Tutte le lettere di La Pira a Quasimodo che conosciamo contengono un costante invito a considerare che “noi tutti siamo chiamati alla via della Santità” (lettera da Vienna, 1930). E al tempo stesso a richiamare l’attenzione dell’amico sulla grande forza spirituale della sua poesia: […] perché tu hai la virtù di apparirmi in uno sfondo di infinito: di quell’infinito luminoso e sereno che Gesù è venuto a dischiudere nelle anime (ibidem). E ancora: Tu sei poeta, nel senso più sublime di questa parola! Ma tu devi essere il dolce e potente giullare di Dio! (lettera da Monaco, 1928).

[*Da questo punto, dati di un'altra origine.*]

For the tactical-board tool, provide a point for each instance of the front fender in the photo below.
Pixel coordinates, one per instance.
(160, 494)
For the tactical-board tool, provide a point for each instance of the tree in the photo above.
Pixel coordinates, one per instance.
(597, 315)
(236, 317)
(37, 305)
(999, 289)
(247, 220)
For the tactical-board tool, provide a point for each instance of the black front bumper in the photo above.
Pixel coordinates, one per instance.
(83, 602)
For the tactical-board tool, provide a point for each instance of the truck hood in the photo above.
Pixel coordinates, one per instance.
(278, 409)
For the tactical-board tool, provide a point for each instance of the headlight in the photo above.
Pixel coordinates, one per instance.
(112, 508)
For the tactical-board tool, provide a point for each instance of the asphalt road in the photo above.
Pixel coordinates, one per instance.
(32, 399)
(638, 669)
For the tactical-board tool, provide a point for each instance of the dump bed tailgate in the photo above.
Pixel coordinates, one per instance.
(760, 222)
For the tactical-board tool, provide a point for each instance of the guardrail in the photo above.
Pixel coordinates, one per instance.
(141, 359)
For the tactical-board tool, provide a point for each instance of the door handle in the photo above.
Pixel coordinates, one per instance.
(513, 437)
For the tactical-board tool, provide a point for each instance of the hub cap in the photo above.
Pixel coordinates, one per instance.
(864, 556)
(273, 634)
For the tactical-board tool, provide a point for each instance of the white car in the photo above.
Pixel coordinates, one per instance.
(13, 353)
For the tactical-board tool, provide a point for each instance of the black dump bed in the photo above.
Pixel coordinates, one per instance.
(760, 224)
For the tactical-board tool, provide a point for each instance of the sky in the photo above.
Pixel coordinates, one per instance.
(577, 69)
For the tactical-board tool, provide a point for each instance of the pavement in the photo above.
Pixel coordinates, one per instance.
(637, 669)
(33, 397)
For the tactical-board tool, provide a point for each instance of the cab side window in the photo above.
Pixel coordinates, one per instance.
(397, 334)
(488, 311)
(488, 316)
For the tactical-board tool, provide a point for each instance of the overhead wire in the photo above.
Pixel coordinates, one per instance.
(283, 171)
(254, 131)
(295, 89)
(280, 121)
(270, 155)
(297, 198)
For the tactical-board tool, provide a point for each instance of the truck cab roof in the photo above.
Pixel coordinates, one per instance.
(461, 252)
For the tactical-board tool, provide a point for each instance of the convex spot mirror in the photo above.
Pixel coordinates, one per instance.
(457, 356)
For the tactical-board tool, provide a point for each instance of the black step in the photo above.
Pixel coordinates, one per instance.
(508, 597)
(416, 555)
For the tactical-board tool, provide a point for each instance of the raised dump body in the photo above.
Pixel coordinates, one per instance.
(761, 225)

In una lettera del 1927 questo aspetto è approfondito:
[…] Il verso, io credo, quando è perfetto è tale perché supera il finito con l’infinito che esso ha fissato. È un brano, ma compiuto, dell’eternità. La quale, pure racchiusa entro i confini della parola umana non lascia di mostrare a noi la sua natura divina. È per questo che la poesia , l’arte in genere non perisce: ma sta, malgrado le vicende umane.
Dove il finito è rafforzato dall’infinito, dove la parola dell’uomo poggia sulla bellezza di Dio, ivi il tempo non passa vanamente. […] Ora io non mi inganno quando penso che tu potresti col tuo verso – felice grimaldello che ti permette di aprire le mistiche case dell’anima – racchiudere brani notevoli di mistero: di quel mistero illuminato, e illuminante quale ce lo dà la Rivelazione di Gesù Cristo.